Azure has been there for a while. It is huge. I once said that I will study Azure. Then I started. Lost. There are so many materials out there, wonderful MS docs site, super Pluralsight, and many other personal blogs. “How do I start? Where do I start?” I asked.

I took a chance to read around, tried to capture some Azure concepts especially the mindset. Without a correct mindset, everything is a mess. What I read will confuse me more.

Almost everything in Azure is a resource. To manage a resource there is Resource Manager. A resource can be created, managed using templates. So there is Resource Template. As a developer, that part makes sense to me.

The design is modular, component-based. In the high level, its design is familiar with the software design principles.

A virtual machine is deployed to the cloud. Its connection is controlled by a Network Interface (NIC), a separated resource.

Let’s say we need to deploy a virtual machine in Azure. And we should be able to remote (RDP) to it. How many resources do we need? How does it look? Let’s find out.

All resources inside rg-az300 resource group

All my resources start with ps-az300. The rest are auto generated by Azure or my mistakes while experiencing.

  1. Resource group: rg-az300
  2. Virtual network (vNet): ps-az300-vnet
  3. Virtual machine: ps-az300
  4. Network interface (NIC): ps-az300-nic
  5. Network security group (NSG): ps-az300-nsg
  6. Public IP address (PIP): ps-az300-pip

Resource Group

Resource groups are logical containers for everything. All resources used to setup our example are grouped in a resource group.
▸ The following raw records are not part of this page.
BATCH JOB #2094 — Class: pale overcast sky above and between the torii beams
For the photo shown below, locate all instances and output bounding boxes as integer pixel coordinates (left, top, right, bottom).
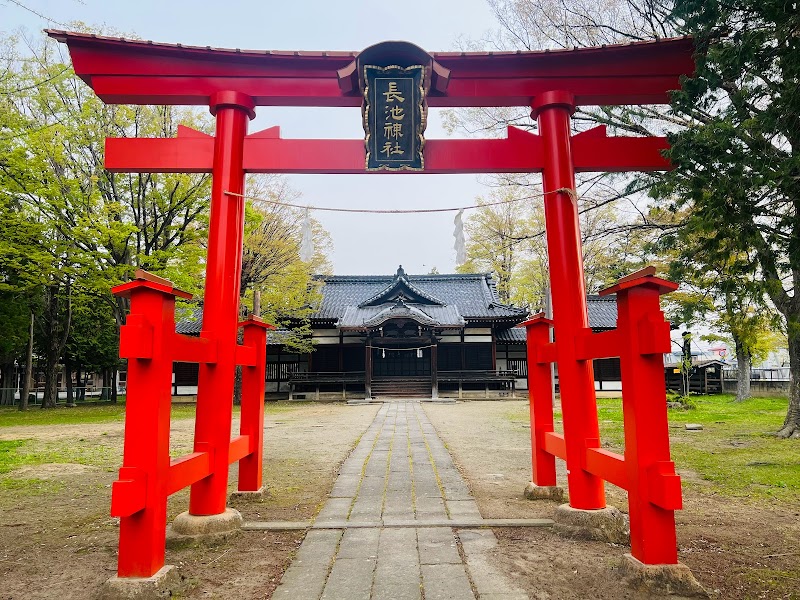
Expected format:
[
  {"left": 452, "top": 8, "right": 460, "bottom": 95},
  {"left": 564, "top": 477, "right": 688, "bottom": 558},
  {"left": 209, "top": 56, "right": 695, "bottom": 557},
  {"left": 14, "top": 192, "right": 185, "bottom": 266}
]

Once the experience is completed, deleting the resource group will wipe out its resources.

Virtual Network

Virtual network (vNet) supplies an isolated environment where resources inside a vNet can talk to each other. It increases security.

Network Security Group (NSG)

Like firewall in Windows. Define the inbound and outbound rules. Beside the default rules generated by Azure, the inbound rule “RDP_3389” is created to allow remote desktop connection.

NSG with RDP inbound rule

Network Interface (NIC)

Act as a lawyer between resources with the internet. A virtual machine should not define its firewall directly. Instead, a network interface is attached to it.

A NIC with public IP address

A network interface has a vNet, a NSG, and attaches to a Virtual Machine. It might have a public IP address, defined by a public IP address resource (ps-az300-pip).

This network interface allows the VM (ps-az300) communicates with other resources or over the internet. What it can communicate with depends on the NSG settings.

Its public IP address is configured under the Settings -> IP configurations

NIC IP configurations

The interesting thing here is the Public IP Address. One can create a PIP easily, just remember in the Assignment section to choose the static.

Public IP Address (PIP)

As seen in the NIC section above. The public IP address for the NIC is 23.101.16.27 supplied by Azure. There are 5 reserved public IP address for a public IP address resource. That’s why I choose the static assignment.

Virtual Machine (VM)

Just go through the Azure wizard and choose settings: Resource security group, Network interface, Virtual network. There is another course regarding creating virtual machines in Azure. Hope that I can write something about it soon.

Since I am learning Virtual Network, this is the most interesting about the virtual machine setup – the Networking.

All components linked to build a networking for VM

The Virtual Machine is the actual resource that hosts other business services; if we want to deploy, say a website, an internal web service.

  1. Use the network interface ps-az300-nic to communicate with the outside
  2. Run under the virtual network with the default subnet
  3. Have a public IP address 23.101.16.27 with a private IP (10.1.0.13) inside its virtual network
  4. Follow the inbound/outbound rules from the network security group ps-az300-nsg

With those setup, I can click on the Connect button and download RDP file.

There are many things in the process that I do not understand. There are many concepts in those images I paste here. That’s ok. Things make more sense to me.

The next challenge is to have 2 virtual machines in different virtual networks communicate to each other.